One limitation to the long-term success of penicillin allergy reconciliation in general is the challenge of ensuring appropriate documentation within the EMR.
It is imperative to communicate the results of the penicillin challenge to the patient and, if possible, to future providers and across medical systems via such methods as wallet cards or discharge paperwork. Upon delabeling of the allergy, our facility includes documentation in the primary care team’s note stating the results of the challenge to (hopefully) avoid the allergy being reinstated during future admissions. We also talk with the patient post challenge and encourage them to inform their primary care providers and pharmacy of their updated allergy status. Regardless, patients seen outside our facility for future medical care may still receive suboptimal antibiotic therapy because communication between medical systems is lacking. Shared access to EMRs would provide a better option for transitions of care in the future.16 However, we acknowledge the limitations and practicality of this suggestion.

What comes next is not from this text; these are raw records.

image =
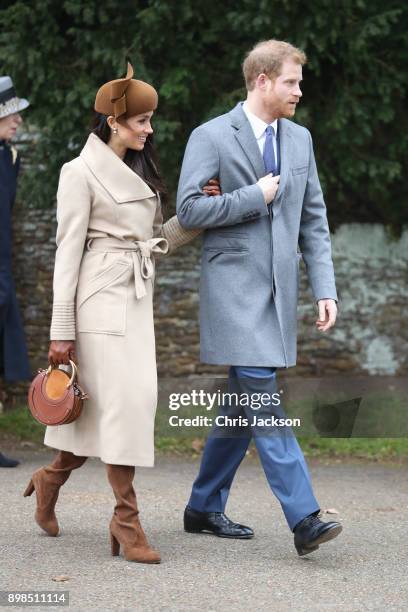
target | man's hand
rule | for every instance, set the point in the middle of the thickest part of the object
(327, 314)
(212, 187)
(269, 185)
(61, 351)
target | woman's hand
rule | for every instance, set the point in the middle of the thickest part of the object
(61, 351)
(212, 187)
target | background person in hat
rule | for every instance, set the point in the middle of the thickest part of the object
(109, 228)
(13, 353)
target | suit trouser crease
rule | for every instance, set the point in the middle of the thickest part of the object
(279, 452)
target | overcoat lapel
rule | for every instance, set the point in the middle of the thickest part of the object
(285, 143)
(246, 139)
(119, 180)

Our findings add to the overwhelmingly positive evidence for the safety, efficacy, and feasibility of direct challenge protocols as an alternative to penicillin skin testing for allergy reconciliation in low-risk patients. The pharmacist-driven protocol increases access to penicillin allergy reconciliation in a variety of settings, including community hospitals. It leads to high rates of delabeling, with nearly 98% of eligible patients in our study successfully delabeled. Although the availability of onsite penicillin skin testing would further increase access, it may not be necessary for an effective protocol, and it would likely add time and cost to allergy reconciliation. Patients who undergo allergy reconciliation also can often have their antibiotic therapy optimized to preferred narrow-spectrum regimens containing penicillin class medications, limiting the risks of treatment failure and antimicrobial resistance and reducing costs. Pharmacist-led antibiotic allergy reconciliation highlights the significance of antimicrobial stewardship teams within inpatient settings and during transitions of care. It offers future opportunities for refinement and broader implementation of these protocols across health care settings, helping to optimize antibiotic use, improve patient outcomes, and support the broader goals of antimicrobial stewardship.